‘All the factors say go, but my heart says no’

Mike Huckabee, by some measures, would have been the frontrunner for the Republican presidential nomination had he decided to run. But on his Fox News program last night, after dropping conflicting hints, the former Arkansas governor announced he will not be a candidate.

At the very end of his Saturday night show, Huckabee initially touted what a great presidential contender he’d be. He noted the polls that showed him in the lead; he touted support in the Northeast that “shattered the notion that I was only a regional candidate”; and he pointed to the support of his family members, who would be subjected to “brutal and savage personal attacks” if he ran. (Note to Huckabee: you’ve already run once, and no one bothered your family.)

But after explaining that the final decision was “a spiritual one,” Huckabee bowed out.

“All the factors say go, but my heart says no. And that’s the decision that I have made. And in it, I finally found some resolution. Now look, I don’t fully understand it myself, but I’m sure pundits will. But I do know this, that under the best of circumstances being president is a job that takes one to the limit of his or her human capacity. For me, to do it apart from an inner confidence that I was undertaking it with God’s full blessing, is simply unthinkable.

“I can’t know or predict the future, but I know for now my answer is clear and firm; I will not seek the Republican nomination for president this year. I’m going to gladly continue doing what I do and hopefully helping others in their campaigns for Congress, governorships, and other positions.”

At that point, for reasons that are unclear, the broadcast featured a “special announcement” from, of all people, reality-show host Donald Trump. “Mike Huckabee is not going to be running for president,” he said. “This might be considered by some people, not necessarily me, bad news because he is a terrific and, frankly, I think he’d be a terrific president. But a lot of people are very happy that he will not be running especially other candidates. So Mike, enjoy the show…. Good luck.”
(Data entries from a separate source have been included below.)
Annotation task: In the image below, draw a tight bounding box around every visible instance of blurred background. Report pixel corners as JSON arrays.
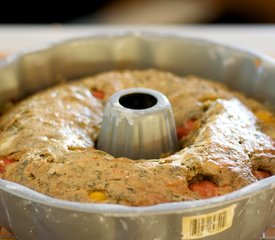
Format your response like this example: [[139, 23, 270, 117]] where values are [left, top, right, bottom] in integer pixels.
[[0, 0, 275, 25]]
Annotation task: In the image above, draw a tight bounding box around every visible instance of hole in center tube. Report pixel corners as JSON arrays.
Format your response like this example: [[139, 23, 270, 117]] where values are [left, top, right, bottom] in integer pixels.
[[119, 93, 158, 110]]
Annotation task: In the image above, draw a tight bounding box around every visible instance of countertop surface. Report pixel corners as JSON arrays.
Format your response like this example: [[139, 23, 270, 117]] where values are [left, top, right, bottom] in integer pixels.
[[0, 24, 275, 56]]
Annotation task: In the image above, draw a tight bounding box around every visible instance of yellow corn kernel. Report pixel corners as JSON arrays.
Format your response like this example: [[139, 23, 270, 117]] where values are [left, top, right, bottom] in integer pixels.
[[199, 93, 218, 102], [88, 190, 107, 202], [255, 111, 275, 123]]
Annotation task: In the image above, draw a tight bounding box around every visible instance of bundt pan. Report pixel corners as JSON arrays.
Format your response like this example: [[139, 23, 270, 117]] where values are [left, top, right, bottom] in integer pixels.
[[0, 31, 275, 240]]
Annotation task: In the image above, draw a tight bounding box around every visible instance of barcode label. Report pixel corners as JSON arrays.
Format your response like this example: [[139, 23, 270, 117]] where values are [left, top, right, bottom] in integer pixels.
[[182, 204, 236, 240]]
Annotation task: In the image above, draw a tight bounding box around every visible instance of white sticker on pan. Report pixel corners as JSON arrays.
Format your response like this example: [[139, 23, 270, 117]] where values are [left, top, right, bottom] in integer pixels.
[[182, 204, 236, 240]]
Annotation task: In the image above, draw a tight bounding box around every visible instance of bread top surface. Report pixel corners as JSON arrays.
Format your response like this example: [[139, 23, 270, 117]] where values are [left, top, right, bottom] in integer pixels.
[[0, 70, 275, 206]]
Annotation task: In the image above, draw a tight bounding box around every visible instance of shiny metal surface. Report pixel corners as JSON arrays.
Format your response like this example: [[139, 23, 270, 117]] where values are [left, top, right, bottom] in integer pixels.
[[97, 88, 178, 159], [0, 32, 275, 240]]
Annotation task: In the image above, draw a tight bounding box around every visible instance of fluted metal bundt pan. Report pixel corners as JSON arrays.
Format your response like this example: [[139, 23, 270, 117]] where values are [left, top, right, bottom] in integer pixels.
[[0, 31, 275, 240]]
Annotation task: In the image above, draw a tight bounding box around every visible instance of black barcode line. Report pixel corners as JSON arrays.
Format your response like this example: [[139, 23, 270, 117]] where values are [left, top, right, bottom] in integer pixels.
[[189, 211, 227, 237]]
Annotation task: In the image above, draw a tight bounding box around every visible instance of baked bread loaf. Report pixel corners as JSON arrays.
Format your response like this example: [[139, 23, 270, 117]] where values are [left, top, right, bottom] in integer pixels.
[[0, 70, 275, 206]]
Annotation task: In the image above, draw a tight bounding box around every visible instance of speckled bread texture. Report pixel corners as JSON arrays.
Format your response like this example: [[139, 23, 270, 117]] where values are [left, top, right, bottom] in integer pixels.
[[0, 70, 275, 206]]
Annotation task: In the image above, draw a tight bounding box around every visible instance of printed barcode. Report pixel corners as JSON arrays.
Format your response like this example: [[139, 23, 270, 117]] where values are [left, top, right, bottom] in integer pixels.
[[182, 205, 236, 239]]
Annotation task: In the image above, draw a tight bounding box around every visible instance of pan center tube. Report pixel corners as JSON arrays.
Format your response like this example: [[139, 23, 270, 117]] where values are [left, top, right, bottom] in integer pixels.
[[97, 88, 178, 159]]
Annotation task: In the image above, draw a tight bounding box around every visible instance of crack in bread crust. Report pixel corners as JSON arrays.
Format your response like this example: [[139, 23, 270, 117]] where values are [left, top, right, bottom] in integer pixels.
[[0, 70, 275, 206]]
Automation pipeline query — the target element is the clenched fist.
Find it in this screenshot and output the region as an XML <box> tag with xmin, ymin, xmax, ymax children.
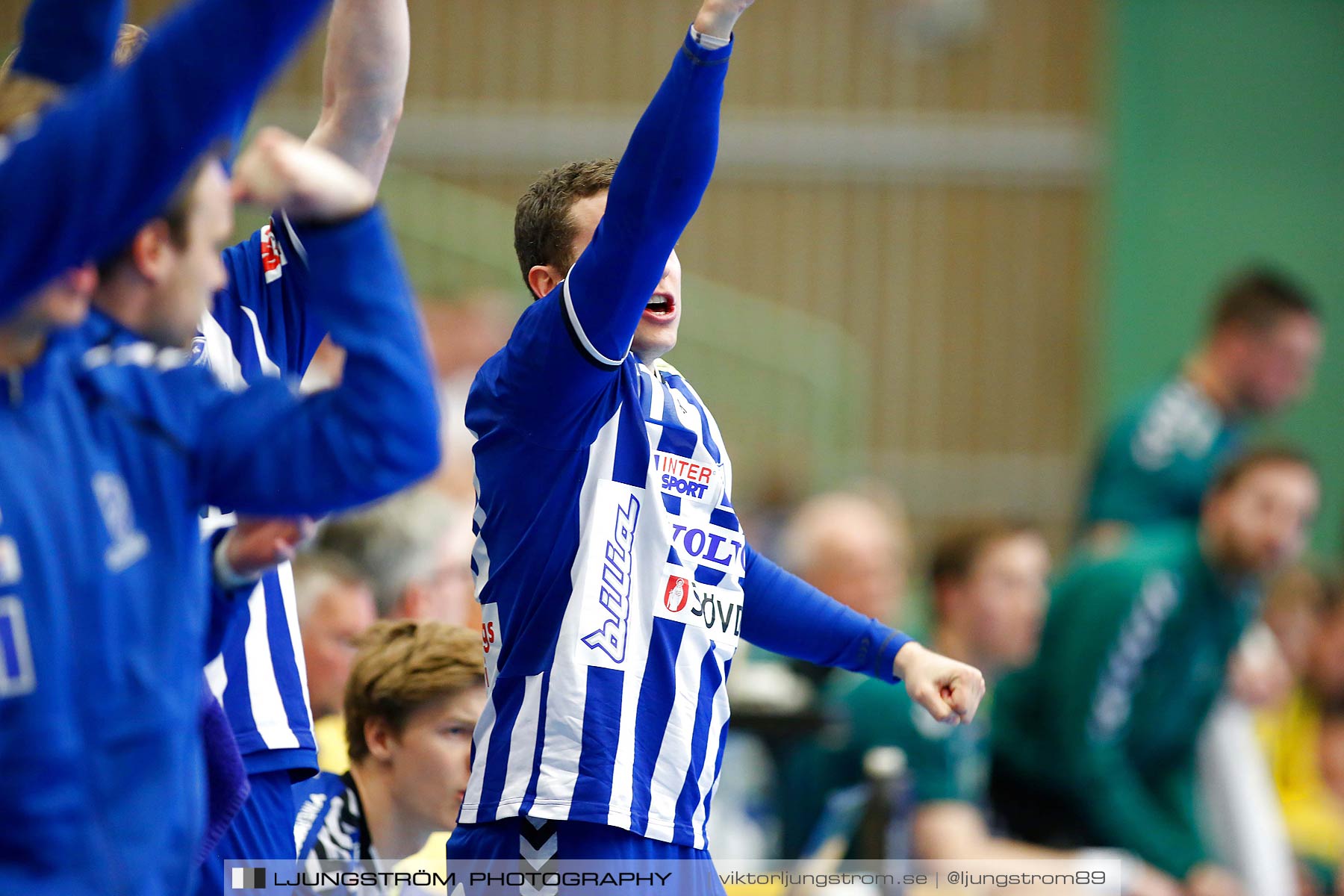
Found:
<box><xmin>895</xmin><ymin>641</ymin><xmax>985</xmax><ymax>726</ymax></box>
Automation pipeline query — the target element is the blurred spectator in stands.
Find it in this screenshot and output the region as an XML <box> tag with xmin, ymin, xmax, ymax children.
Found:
<box><xmin>294</xmin><ymin>620</ymin><xmax>485</xmax><ymax>859</ymax></box>
<box><xmin>1258</xmin><ymin>571</ymin><xmax>1344</xmax><ymax>895</ymax></box>
<box><xmin>317</xmin><ymin>485</ymin><xmax>479</xmax><ymax>627</ymax></box>
<box><xmin>1080</xmin><ymin>269</ymin><xmax>1322</xmax><ymax>547</ymax></box>
<box><xmin>294</xmin><ymin>552</ymin><xmax>378</xmax><ymax>719</ymax></box>
<box><xmin>783</xmin><ymin>521</ymin><xmax>1179</xmax><ymax>896</ymax></box>
<box><xmin>992</xmin><ymin>450</ymin><xmax>1320</xmax><ymax>896</ymax></box>
<box><xmin>780</xmin><ymin>491</ymin><xmax>910</xmax><ymax>684</ymax></box>
<box><xmin>313</xmin><ymin>484</ymin><xmax>481</xmax><ymax>774</ymax></box>
<box><xmin>709</xmin><ymin>488</ymin><xmax>909</xmax><ymax>857</ymax></box>
<box><xmin>1079</xmin><ymin>267</ymin><xmax>1322</xmax><ymax>893</ymax></box>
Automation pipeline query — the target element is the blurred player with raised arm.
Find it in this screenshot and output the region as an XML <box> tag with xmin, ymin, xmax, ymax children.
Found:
<box><xmin>0</xmin><ymin>131</ymin><xmax>440</xmax><ymax>895</ymax></box>
<box><xmin>4</xmin><ymin>0</ymin><xmax>410</xmax><ymax>893</ymax></box>
<box><xmin>447</xmin><ymin>0</ymin><xmax>984</xmax><ymax>892</ymax></box>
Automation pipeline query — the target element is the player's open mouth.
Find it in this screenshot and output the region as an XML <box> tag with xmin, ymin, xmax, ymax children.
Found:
<box><xmin>644</xmin><ymin>293</ymin><xmax>676</xmax><ymax>320</ymax></box>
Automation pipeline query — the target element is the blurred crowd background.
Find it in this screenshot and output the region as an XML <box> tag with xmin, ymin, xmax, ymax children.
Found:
<box><xmin>0</xmin><ymin>0</ymin><xmax>1344</xmax><ymax>896</ymax></box>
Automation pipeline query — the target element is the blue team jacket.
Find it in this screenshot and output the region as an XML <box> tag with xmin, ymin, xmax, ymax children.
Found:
<box><xmin>0</xmin><ymin>211</ymin><xmax>440</xmax><ymax>895</ymax></box>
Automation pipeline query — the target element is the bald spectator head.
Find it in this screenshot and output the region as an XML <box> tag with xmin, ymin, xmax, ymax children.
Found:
<box><xmin>294</xmin><ymin>552</ymin><xmax>378</xmax><ymax>719</ymax></box>
<box><xmin>317</xmin><ymin>486</ymin><xmax>476</xmax><ymax>626</ymax></box>
<box><xmin>780</xmin><ymin>491</ymin><xmax>910</xmax><ymax>622</ymax></box>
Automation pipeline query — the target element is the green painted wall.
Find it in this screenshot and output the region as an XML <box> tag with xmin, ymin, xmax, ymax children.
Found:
<box><xmin>1095</xmin><ymin>0</ymin><xmax>1344</xmax><ymax>556</ymax></box>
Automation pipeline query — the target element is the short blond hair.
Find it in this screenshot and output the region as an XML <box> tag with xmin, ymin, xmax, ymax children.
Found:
<box><xmin>0</xmin><ymin>22</ymin><xmax>149</xmax><ymax>134</ymax></box>
<box><xmin>346</xmin><ymin>619</ymin><xmax>485</xmax><ymax>763</ymax></box>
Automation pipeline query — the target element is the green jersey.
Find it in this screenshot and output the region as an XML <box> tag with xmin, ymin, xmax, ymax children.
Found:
<box><xmin>1082</xmin><ymin>376</ymin><xmax>1242</xmax><ymax>526</ymax></box>
<box><xmin>992</xmin><ymin>526</ymin><xmax>1258</xmax><ymax>877</ymax></box>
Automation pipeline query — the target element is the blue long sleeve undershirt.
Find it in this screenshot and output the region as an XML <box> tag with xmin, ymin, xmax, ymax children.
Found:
<box><xmin>742</xmin><ymin>544</ymin><xmax>911</xmax><ymax>681</ymax></box>
<box><xmin>567</xmin><ymin>35</ymin><xmax>732</xmax><ymax>365</ymax></box>
<box><xmin>0</xmin><ymin>0</ymin><xmax>326</xmax><ymax>311</ymax></box>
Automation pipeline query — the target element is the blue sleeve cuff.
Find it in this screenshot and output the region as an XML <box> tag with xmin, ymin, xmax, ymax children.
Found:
<box><xmin>872</xmin><ymin>623</ymin><xmax>914</xmax><ymax>684</ymax></box>
<box><xmin>682</xmin><ymin>28</ymin><xmax>736</xmax><ymax>66</ymax></box>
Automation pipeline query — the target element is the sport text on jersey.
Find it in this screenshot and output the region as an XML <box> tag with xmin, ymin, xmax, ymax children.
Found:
<box><xmin>653</xmin><ymin>454</ymin><xmax>714</xmax><ymax>498</ymax></box>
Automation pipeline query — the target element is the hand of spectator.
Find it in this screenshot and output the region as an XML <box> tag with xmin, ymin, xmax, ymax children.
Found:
<box><xmin>695</xmin><ymin>0</ymin><xmax>756</xmax><ymax>40</ymax></box>
<box><xmin>1227</xmin><ymin>625</ymin><xmax>1293</xmax><ymax>708</ymax></box>
<box><xmin>895</xmin><ymin>641</ymin><xmax>985</xmax><ymax>726</ymax></box>
<box><xmin>234</xmin><ymin>128</ymin><xmax>378</xmax><ymax>223</ymax></box>
<box><xmin>1186</xmin><ymin>862</ymin><xmax>1246</xmax><ymax>896</ymax></box>
<box><xmin>1125</xmin><ymin>859</ymin><xmax>1184</xmax><ymax>896</ymax></box>
<box><xmin>217</xmin><ymin>516</ymin><xmax>317</xmax><ymax>580</ymax></box>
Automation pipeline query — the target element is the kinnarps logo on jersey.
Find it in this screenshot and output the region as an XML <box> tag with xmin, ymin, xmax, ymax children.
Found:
<box><xmin>0</xmin><ymin>597</ymin><xmax>37</xmax><ymax>697</ymax></box>
<box><xmin>583</xmin><ymin>484</ymin><xmax>640</xmax><ymax>664</ymax></box>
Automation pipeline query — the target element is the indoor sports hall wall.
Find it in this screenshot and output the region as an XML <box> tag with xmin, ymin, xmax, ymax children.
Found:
<box><xmin>277</xmin><ymin>0</ymin><xmax>1099</xmax><ymax>548</ymax></box>
<box><xmin>28</xmin><ymin>0</ymin><xmax>1104</xmax><ymax>540</ymax></box>
<box><xmin>1094</xmin><ymin>0</ymin><xmax>1344</xmax><ymax>556</ymax></box>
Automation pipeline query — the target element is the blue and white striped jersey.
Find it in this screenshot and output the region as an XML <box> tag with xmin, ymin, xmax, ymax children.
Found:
<box><xmin>461</xmin><ymin>332</ymin><xmax>746</xmax><ymax>847</ymax></box>
<box><xmin>449</xmin><ymin>29</ymin><xmax>909</xmax><ymax>859</ymax></box>
<box><xmin>193</xmin><ymin>214</ymin><xmax>326</xmax><ymax>777</ymax></box>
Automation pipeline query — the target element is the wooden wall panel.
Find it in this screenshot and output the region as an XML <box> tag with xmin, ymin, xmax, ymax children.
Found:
<box><xmin>0</xmin><ymin>0</ymin><xmax>1099</xmax><ymax>548</ymax></box>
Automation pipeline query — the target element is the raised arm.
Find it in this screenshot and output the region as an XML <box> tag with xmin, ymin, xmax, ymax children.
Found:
<box><xmin>309</xmin><ymin>0</ymin><xmax>411</xmax><ymax>188</ymax></box>
<box><xmin>563</xmin><ymin>0</ymin><xmax>751</xmax><ymax>367</ymax></box>
<box><xmin>0</xmin><ymin>0</ymin><xmax>323</xmax><ymax>317</ymax></box>
<box><xmin>13</xmin><ymin>0</ymin><xmax>126</xmax><ymax>87</ymax></box>
<box><xmin>190</xmin><ymin>131</ymin><xmax>440</xmax><ymax>516</ymax></box>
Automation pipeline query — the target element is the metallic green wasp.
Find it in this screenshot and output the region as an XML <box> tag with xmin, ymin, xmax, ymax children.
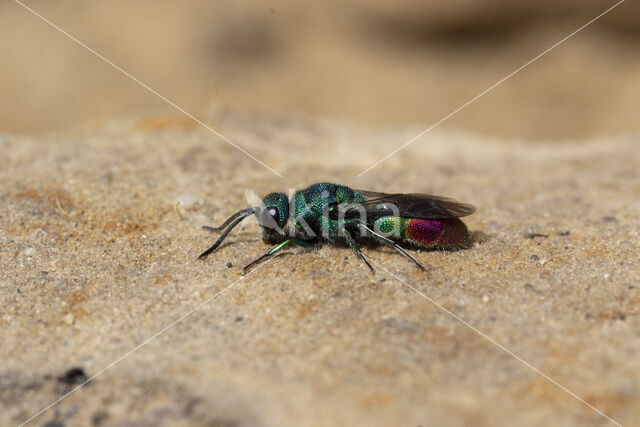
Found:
<box><xmin>198</xmin><ymin>183</ymin><xmax>475</xmax><ymax>272</ymax></box>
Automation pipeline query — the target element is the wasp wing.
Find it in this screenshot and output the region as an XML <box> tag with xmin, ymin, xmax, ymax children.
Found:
<box><xmin>354</xmin><ymin>190</ymin><xmax>476</xmax><ymax>219</ymax></box>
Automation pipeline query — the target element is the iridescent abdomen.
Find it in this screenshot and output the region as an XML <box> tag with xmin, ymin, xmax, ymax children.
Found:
<box><xmin>404</xmin><ymin>218</ymin><xmax>469</xmax><ymax>249</ymax></box>
<box><xmin>374</xmin><ymin>217</ymin><xmax>469</xmax><ymax>249</ymax></box>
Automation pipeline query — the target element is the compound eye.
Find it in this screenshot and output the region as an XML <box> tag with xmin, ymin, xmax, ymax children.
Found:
<box><xmin>267</xmin><ymin>208</ymin><xmax>280</xmax><ymax>223</ymax></box>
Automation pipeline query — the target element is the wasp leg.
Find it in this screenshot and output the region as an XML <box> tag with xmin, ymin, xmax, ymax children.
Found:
<box><xmin>243</xmin><ymin>239</ymin><xmax>320</xmax><ymax>274</ymax></box>
<box><xmin>358</xmin><ymin>223</ymin><xmax>426</xmax><ymax>271</ymax></box>
<box><xmin>342</xmin><ymin>227</ymin><xmax>375</xmax><ymax>273</ymax></box>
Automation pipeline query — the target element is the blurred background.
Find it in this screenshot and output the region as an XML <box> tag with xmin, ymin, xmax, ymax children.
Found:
<box><xmin>0</xmin><ymin>0</ymin><xmax>640</xmax><ymax>140</ymax></box>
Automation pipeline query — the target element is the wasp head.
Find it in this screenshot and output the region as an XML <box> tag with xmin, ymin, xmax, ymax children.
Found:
<box><xmin>259</xmin><ymin>193</ymin><xmax>289</xmax><ymax>242</ymax></box>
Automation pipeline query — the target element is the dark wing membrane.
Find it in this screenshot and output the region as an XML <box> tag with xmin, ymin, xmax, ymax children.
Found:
<box><xmin>354</xmin><ymin>190</ymin><xmax>476</xmax><ymax>219</ymax></box>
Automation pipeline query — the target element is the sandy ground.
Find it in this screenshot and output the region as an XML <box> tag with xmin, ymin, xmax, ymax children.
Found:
<box><xmin>0</xmin><ymin>0</ymin><xmax>640</xmax><ymax>140</ymax></box>
<box><xmin>0</xmin><ymin>113</ymin><xmax>640</xmax><ymax>426</ymax></box>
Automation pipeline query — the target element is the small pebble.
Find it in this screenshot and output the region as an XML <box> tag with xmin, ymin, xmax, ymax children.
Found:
<box><xmin>62</xmin><ymin>313</ymin><xmax>75</xmax><ymax>325</ymax></box>
<box><xmin>176</xmin><ymin>193</ymin><xmax>198</xmax><ymax>208</ymax></box>
<box><xmin>58</xmin><ymin>368</ymin><xmax>88</xmax><ymax>385</ymax></box>
<box><xmin>524</xmin><ymin>233</ymin><xmax>549</xmax><ymax>239</ymax></box>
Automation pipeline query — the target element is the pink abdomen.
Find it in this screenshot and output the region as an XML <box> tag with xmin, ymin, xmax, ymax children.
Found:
<box><xmin>405</xmin><ymin>218</ymin><xmax>469</xmax><ymax>249</ymax></box>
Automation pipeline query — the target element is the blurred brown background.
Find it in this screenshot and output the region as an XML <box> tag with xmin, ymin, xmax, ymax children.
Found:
<box><xmin>0</xmin><ymin>0</ymin><xmax>640</xmax><ymax>139</ymax></box>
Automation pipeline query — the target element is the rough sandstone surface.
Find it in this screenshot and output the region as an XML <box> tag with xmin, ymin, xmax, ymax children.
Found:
<box><xmin>0</xmin><ymin>115</ymin><xmax>640</xmax><ymax>426</ymax></box>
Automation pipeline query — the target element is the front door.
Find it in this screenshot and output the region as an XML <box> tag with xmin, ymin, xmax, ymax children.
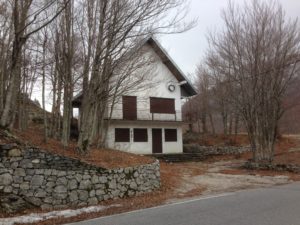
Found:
<box><xmin>152</xmin><ymin>129</ymin><xmax>162</xmax><ymax>153</ymax></box>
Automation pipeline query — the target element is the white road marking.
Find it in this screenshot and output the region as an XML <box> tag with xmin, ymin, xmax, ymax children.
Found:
<box><xmin>66</xmin><ymin>192</ymin><xmax>235</xmax><ymax>225</ymax></box>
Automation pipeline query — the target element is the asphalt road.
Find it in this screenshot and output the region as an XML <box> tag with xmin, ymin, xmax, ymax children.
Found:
<box><xmin>67</xmin><ymin>182</ymin><xmax>300</xmax><ymax>225</ymax></box>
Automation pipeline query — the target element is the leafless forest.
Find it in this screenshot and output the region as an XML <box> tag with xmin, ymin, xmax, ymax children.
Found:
<box><xmin>0</xmin><ymin>0</ymin><xmax>300</xmax><ymax>161</ymax></box>
<box><xmin>185</xmin><ymin>1</ymin><xmax>300</xmax><ymax>161</ymax></box>
<box><xmin>0</xmin><ymin>0</ymin><xmax>195</xmax><ymax>153</ymax></box>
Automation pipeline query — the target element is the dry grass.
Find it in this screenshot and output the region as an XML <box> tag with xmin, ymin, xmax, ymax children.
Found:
<box><xmin>14</xmin><ymin>126</ymin><xmax>154</xmax><ymax>168</ymax></box>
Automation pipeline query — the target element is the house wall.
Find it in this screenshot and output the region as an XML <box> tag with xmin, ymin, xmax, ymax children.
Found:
<box><xmin>108</xmin><ymin>45</ymin><xmax>182</xmax><ymax>121</ymax></box>
<box><xmin>107</xmin><ymin>122</ymin><xmax>183</xmax><ymax>154</ymax></box>
<box><xmin>106</xmin><ymin>45</ymin><xmax>183</xmax><ymax>154</ymax></box>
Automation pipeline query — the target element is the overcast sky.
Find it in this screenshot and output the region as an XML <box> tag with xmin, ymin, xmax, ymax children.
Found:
<box><xmin>158</xmin><ymin>0</ymin><xmax>300</xmax><ymax>79</ymax></box>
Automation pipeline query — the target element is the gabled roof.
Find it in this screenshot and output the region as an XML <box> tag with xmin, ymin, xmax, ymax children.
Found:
<box><xmin>72</xmin><ymin>37</ymin><xmax>197</xmax><ymax>107</ymax></box>
<box><xmin>146</xmin><ymin>37</ymin><xmax>197</xmax><ymax>97</ymax></box>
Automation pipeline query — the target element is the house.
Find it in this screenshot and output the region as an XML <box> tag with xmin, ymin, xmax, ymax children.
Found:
<box><xmin>73</xmin><ymin>37</ymin><xmax>196</xmax><ymax>154</ymax></box>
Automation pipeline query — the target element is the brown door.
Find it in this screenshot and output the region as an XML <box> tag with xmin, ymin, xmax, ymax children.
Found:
<box><xmin>152</xmin><ymin>129</ymin><xmax>162</xmax><ymax>153</ymax></box>
<box><xmin>122</xmin><ymin>96</ymin><xmax>137</xmax><ymax>120</ymax></box>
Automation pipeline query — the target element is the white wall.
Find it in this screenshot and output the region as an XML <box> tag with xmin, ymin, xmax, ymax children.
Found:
<box><xmin>108</xmin><ymin>45</ymin><xmax>182</xmax><ymax>121</ymax></box>
<box><xmin>106</xmin><ymin>45</ymin><xmax>182</xmax><ymax>154</ymax></box>
<box><xmin>107</xmin><ymin>123</ymin><xmax>183</xmax><ymax>154</ymax></box>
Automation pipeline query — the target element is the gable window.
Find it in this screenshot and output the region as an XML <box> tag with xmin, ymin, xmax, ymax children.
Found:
<box><xmin>122</xmin><ymin>96</ymin><xmax>137</xmax><ymax>120</ymax></box>
<box><xmin>133</xmin><ymin>128</ymin><xmax>148</xmax><ymax>142</ymax></box>
<box><xmin>165</xmin><ymin>129</ymin><xmax>177</xmax><ymax>142</ymax></box>
<box><xmin>150</xmin><ymin>97</ymin><xmax>175</xmax><ymax>114</ymax></box>
<box><xmin>115</xmin><ymin>128</ymin><xmax>130</xmax><ymax>142</ymax></box>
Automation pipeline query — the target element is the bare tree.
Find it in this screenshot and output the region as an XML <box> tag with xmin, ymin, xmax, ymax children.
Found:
<box><xmin>207</xmin><ymin>0</ymin><xmax>300</xmax><ymax>162</ymax></box>
<box><xmin>0</xmin><ymin>0</ymin><xmax>66</xmax><ymax>128</ymax></box>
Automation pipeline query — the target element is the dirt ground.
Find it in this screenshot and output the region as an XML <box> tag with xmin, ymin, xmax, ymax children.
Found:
<box><xmin>4</xmin><ymin>160</ymin><xmax>300</xmax><ymax>225</ymax></box>
<box><xmin>0</xmin><ymin>131</ymin><xmax>300</xmax><ymax>225</ymax></box>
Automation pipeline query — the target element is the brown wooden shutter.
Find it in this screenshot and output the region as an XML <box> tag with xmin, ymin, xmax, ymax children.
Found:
<box><xmin>165</xmin><ymin>129</ymin><xmax>177</xmax><ymax>142</ymax></box>
<box><xmin>115</xmin><ymin>128</ymin><xmax>130</xmax><ymax>142</ymax></box>
<box><xmin>122</xmin><ymin>96</ymin><xmax>137</xmax><ymax>120</ymax></box>
<box><xmin>133</xmin><ymin>128</ymin><xmax>148</xmax><ymax>142</ymax></box>
<box><xmin>150</xmin><ymin>97</ymin><xmax>175</xmax><ymax>114</ymax></box>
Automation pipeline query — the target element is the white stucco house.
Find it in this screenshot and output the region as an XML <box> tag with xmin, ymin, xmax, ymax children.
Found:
<box><xmin>74</xmin><ymin>37</ymin><xmax>196</xmax><ymax>154</ymax></box>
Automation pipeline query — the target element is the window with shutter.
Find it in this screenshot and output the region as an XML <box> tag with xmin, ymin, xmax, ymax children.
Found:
<box><xmin>165</xmin><ymin>129</ymin><xmax>177</xmax><ymax>142</ymax></box>
<box><xmin>115</xmin><ymin>128</ymin><xmax>130</xmax><ymax>142</ymax></box>
<box><xmin>150</xmin><ymin>97</ymin><xmax>175</xmax><ymax>114</ymax></box>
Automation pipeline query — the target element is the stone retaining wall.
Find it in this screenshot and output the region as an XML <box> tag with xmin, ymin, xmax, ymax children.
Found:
<box><xmin>183</xmin><ymin>144</ymin><xmax>251</xmax><ymax>155</ymax></box>
<box><xmin>0</xmin><ymin>146</ymin><xmax>160</xmax><ymax>209</ymax></box>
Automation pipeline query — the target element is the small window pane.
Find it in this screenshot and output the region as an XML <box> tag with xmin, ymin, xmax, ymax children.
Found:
<box><xmin>115</xmin><ymin>128</ymin><xmax>130</xmax><ymax>142</ymax></box>
<box><xmin>133</xmin><ymin>128</ymin><xmax>148</xmax><ymax>142</ymax></box>
<box><xmin>165</xmin><ymin>129</ymin><xmax>177</xmax><ymax>142</ymax></box>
The list of possible candidates who were considered contenders, but who ended up not running, is now nearly long enough to fill a baseball roster: Huckabee, Barbour, Thune, Pence, Jindal, Corker, Jeb Bush, and Christie — and the list may yet grow.

Also note, Huckabee’s 2012 endorsement just became one of the most important in GOP politics, and it was no accident that several Republican contenders, including the all-but-announced Jon Huntsman, promptly issued statements last night talking about how much they love and admire the Fox News personality.

Time will tell, of course, where Huckabee’s support goes in the existing GOP field, but his announcement immediately turns the Iowa caucuses into a free for all. Huckabee was the clear frontrunner in the Hawkeye State, and with him not in the race, the competition in the first caucus state will be even fiercer.

What’s more, it’s plausible that a variety of candidates will benefit in his absence. Romney now has less top-tier competition and may reevaluate the decision to deemphasize Iowa; Pawlenty will likely start characterizing the nominating contest as a two-man race; Daniels and Huntsman will tout themselves as plausible “savior” candidates saving the party from Romney and Pawlenty; and culture-warrior candidates — Santorum, Bachmann, Cain — now have a chance to break out of the bottom tier. Hell, Palin and Trump might even see Huckabee’s announcement as creating a void in the “outsider candidate” category that they’d like to fill.

As for Huckabee, he’ll remain at Fox News, maintain a radio presence, give plenty of paid speeches, continue to sell cringe-worthy education videos, and position himself as a right-wing kingmaker in GOP primaries nationwide. He’ll likely make lots of money, which Huckabee probably saw as preferable to losing another national race.